Creative Pinnacle: Film and TV
As streaming platforms ramp up their presence in new territories, they are adding more and more languages to their order lists. Carey observed, “They are doing more subtitling and dubbing languages than they have done in the past. They are now doing 12, 18, 30, or more dubbing languages, and 40–50 subtitling languages, more as a rule rather than the exception.”
For example, “Global leader Netflix released some pretty staggering numbers recently,” Carey said, referring to the datapoints Netflix put out in mid-January that revealed the scale of the streaming giant’s subtitling and dubbing activities in 2021. The growth trend is happening across the media localization buyer landscape as, he pointed out, “Disney+ and others continue to grow like wildfire.”
Other Iyuno-SDI strategic initiatives will involve further technical development and the careful application of machine learning (ML) and AI as well as the infrastructure and workflow-automation layer supported by these technologies. The company also plans to make strategic investments, such as the Ortana deal and the SDI Media acquisition in 2021.

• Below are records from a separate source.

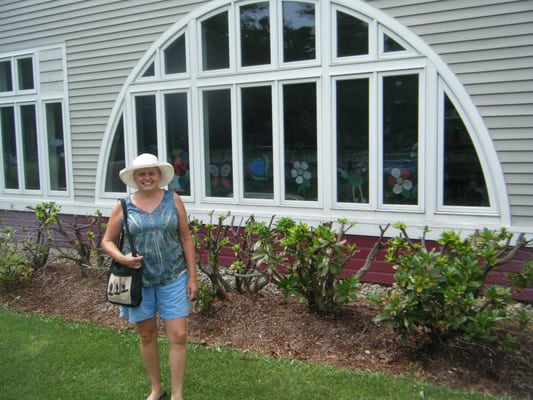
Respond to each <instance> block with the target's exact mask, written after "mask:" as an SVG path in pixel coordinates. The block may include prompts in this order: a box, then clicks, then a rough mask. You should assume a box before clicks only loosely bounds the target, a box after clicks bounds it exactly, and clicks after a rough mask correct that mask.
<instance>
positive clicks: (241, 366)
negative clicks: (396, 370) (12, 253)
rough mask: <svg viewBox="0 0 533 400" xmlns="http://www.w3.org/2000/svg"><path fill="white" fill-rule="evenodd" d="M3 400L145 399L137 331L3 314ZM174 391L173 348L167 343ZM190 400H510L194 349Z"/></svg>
mask: <svg viewBox="0 0 533 400" xmlns="http://www.w3.org/2000/svg"><path fill="white" fill-rule="evenodd" d="M0 327H1V328H0V329H1V335H0V399H1V400H15V399H38V400H48V399H50V400H61V399H76V400H83V399H87V400H95V399H96V400H107V399H110V400H111V399H128V400H130V399H139V400H143V399H145V398H146V396H147V395H148V389H149V384H148V381H147V379H146V376H145V373H144V367H143V364H142V361H141V359H140V355H139V351H138V338H137V335H136V334H135V333H132V332H131V331H116V330H112V329H109V328H105V327H100V326H96V325H93V324H84V323H77V322H71V321H67V320H63V319H58V318H53V317H45V316H36V315H30V314H21V313H14V312H12V311H9V310H5V309H0ZM161 348H162V355H163V357H162V363H164V364H165V367H164V368H163V371H164V372H165V375H164V377H163V379H164V382H165V383H166V386H167V387H168V382H169V377H168V368H166V349H167V344H166V341H165V340H164V339H161ZM185 398H186V400H204V399H205V400H208V399H209V400H214V399H216V400H223V399H228V400H229V399H231V400H259V399H265V400H266V399H271V400H284V399H287V400H298V399H301V400H313V399H317V400H318V399H324V400H326V399H327V400H343V399H346V400H348V399H350V400H354V399H358V400H361V399H409V400H412V399H504V397H490V396H485V395H482V394H479V393H471V392H463V391H457V390H450V389H447V388H442V387H437V386H433V385H428V384H425V383H422V382H419V381H415V380H412V379H407V378H405V379H397V378H390V377H387V376H385V375H382V374H374V373H365V374H361V373H357V372H354V371H349V370H345V369H342V368H334V367H327V366H320V365H314V364H308V363H302V362H294V361H291V360H280V359H276V358H271V357H265V356H259V355H256V354H252V353H247V352H244V353H243V352H238V351H232V350H228V349H218V348H216V349H213V348H206V347H204V346H201V345H193V344H191V345H189V362H188V367H187V376H186V386H185Z"/></svg>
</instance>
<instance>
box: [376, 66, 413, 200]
mask: <svg viewBox="0 0 533 400" xmlns="http://www.w3.org/2000/svg"><path fill="white" fill-rule="evenodd" d="M418 108H419V107H418V75H402V76H389V77H386V78H383V175H384V176H383V189H384V190H383V203H385V204H417V203H418V151H417V146H418Z"/></svg>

Carey elaborated on these plans, explaining that technical innovation and strategic acquisitions will facilitate Iyuno-SDI’s likely expansion into adjacent markets: “It’s natural to think that we will expand into adjacent markets, such as subtitling and dubbing for the enterprise and corporate sectors and services for live experiences (e.g., broadcast).”
As for the role of technology in expanding Iyuno-SDI’s addressable market, Carey noted how film and TV form “the creative pinnacle.”
“We can take learnings from applying AI and ML to Film and TV to build services as well as self-serve and SaaS solutions for other markets,” Carey said.